Assume the following XML:
<food name="joe">
    <pizza name="Large">
    <topping name="mushroom"/>
    </pizza>
</food>

I want to :
1) make a copy of the pizza node
2) change the name of copied version to "Big"
3) change the name (in the copied version) of "mushroom" to "onion"

so the output would be
<food name="joe">
    <pizza name="Large">
    <topping name="mushroom"/>
    </pizza>
    <pizza name="Big">
    <topping name="onion"/>
    </pizza>
</food>

I tried using a template match with a copy, but I got my #1 and #2 but I couldn't reference the newly created pizza node using XPath.

Any help would really be appreciated.
Thanks!

It would be useful to show your code so we can see where you went wrong.

Referencing a newly created node using XPath can't be done in XSLT 1.0 except with the xx:node-set() extension function = but it's not something you need to do to solve this problem

Michael Kay
http://www.saxonica.com/
Author, XSLT Programmer's Reference and XPath 2.0 Programmer's Reference

Here's a portion of my XSL: Thanks for looking!

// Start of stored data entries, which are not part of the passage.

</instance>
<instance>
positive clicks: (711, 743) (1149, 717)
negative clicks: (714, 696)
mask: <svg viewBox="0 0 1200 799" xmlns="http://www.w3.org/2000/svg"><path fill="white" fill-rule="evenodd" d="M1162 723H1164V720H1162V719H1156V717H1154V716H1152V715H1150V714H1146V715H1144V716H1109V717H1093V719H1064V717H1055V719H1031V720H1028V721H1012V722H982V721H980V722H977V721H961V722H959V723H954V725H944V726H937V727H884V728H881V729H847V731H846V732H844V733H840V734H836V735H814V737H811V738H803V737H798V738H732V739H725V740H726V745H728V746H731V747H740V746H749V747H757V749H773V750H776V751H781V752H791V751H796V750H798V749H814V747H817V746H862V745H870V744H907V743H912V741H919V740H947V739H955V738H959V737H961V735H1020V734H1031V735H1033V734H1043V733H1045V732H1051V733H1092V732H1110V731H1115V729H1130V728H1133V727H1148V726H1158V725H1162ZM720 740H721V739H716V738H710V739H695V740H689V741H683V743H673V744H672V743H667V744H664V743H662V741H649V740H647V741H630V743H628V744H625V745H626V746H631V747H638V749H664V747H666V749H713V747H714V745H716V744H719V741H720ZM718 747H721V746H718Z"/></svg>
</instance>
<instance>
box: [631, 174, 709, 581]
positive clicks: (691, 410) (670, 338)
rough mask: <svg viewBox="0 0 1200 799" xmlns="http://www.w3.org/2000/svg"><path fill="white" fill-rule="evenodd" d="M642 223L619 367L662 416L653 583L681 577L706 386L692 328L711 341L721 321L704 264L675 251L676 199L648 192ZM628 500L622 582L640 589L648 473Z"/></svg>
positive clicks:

<xsl:template match="node() | @*">
    <xsl:copy>
        <xsl:apply-templates select="node() | @*"/>
    </xsl:copy>
  </xsl:template>


<xsl:template match="//food/pizza[@name='Large']">
    <xsl:copy>
        <xsl:apply-templates select="node() | @*"/>
    </xsl:copy>
    <xsl:copy>
        <xsl:attribute name="name">Big</xsl:attribute>
        <xsl:copy-of select="node()"/>
    </xsl:copy>
  </xsl:template>


<xsl:template match="//food/pizza[@name='Big']">
    <xsl:element name="topping">
         <xsl:attribute name="name">onion</xsl:attribute>
    </xsl:element>
  </xsl:template>

I looked at node-set() but I'm sure there's an easy way to do this. Suggestions?